2º - "Guimarães é mais um clube que, após épocas de bons resultados, angariou uma massa associativa considerável." - Aqui só pode estar a brincar comigo. Infelizmente, ao contrário do que aconteceu com o Braga, o Vitória nunca teve "épocas de bons resultados" para angariar adeptos ou massa associativa. O Vitória teve apenas um momento alto nos anos 80 e 4 épocas seguidas na UEFA nos anos 90. Posso garantir-lhe - e espero que acredite em mim - que os adeptos do Vitória são numerosos e fervorosos desde os anos 30!! Se quiser depois deixo-lhe aqui relatos...

3º- Diz que se recorda de anos em que os adeptos do Vitória eram pouquíssimos. Eu recordo-me de anos em que, para além dos 3 grandes e do Braga, não se faziam notar nenhuns adeptos de outros clubes no estádio do Vitória. E recordo-lhe que há mais de 20 anos os vitorianos foram protagonistas daquela que julgo ser a maior deslocação de sempre na história do Campeonato Português.

4º - Quanto a violência posso dizer-lhe exactamente o mesmo que me disse só que ao contrário. Como lhe digo uma estupidez de parte a parte que, no caso do Vitória ganha outras proporções porque dos "pequenos" clubes é o que movimenta mais adeptos...Se fizer as contas em proporção do número de arruaceiros do Vitória ou da Académica temos empate.

5º- O Braga superou apenas este ano o Vitória em número de assistência em casa (não em deslocações).

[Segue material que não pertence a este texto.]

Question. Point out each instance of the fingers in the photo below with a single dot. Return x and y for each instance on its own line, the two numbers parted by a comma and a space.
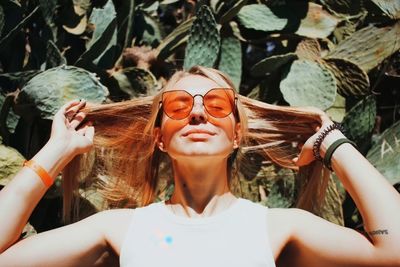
77, 119
71, 111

Vivi 3 anos em Braga (entre 2001 e 2004) e nessa altura o fenómeno Braga ainda não estava vivo. Lembro-me de um senhor bracarense "do Tribunal" do 1º de Maio (local onde se sentavam os verdadeiros adeptos do Braga) que me dizia que gostava de ter uma massa associativa como a dos espanhóis (leia-se vitorianos) porque éramos únicos e só tínhamos um clube (isto porque muitos adeptos do Braga eram adeptos do Benfica...). Felizmente, para bem do nosso Campeonato, o cenário mudou. Hoje o Braga é um clube com adeptos (como já foi no passado -anos 30 e 40 -) e espero que continue a ser...

D. Afonso Henriques -
Quando fala em "golpe do baú" está a ofender os milhares de vimaranenses e gentes da região de Guimarães (Fafe, Celorico, etc) que,nos finais do sec. XIX (e de diversas partes do Mundo) se cotizaram para, com o suor do seu rosto, angariarem fundos para fazerem os monumentos a D. Afonso Henriques que hoje pode ver em Guimarães e em Lisboa.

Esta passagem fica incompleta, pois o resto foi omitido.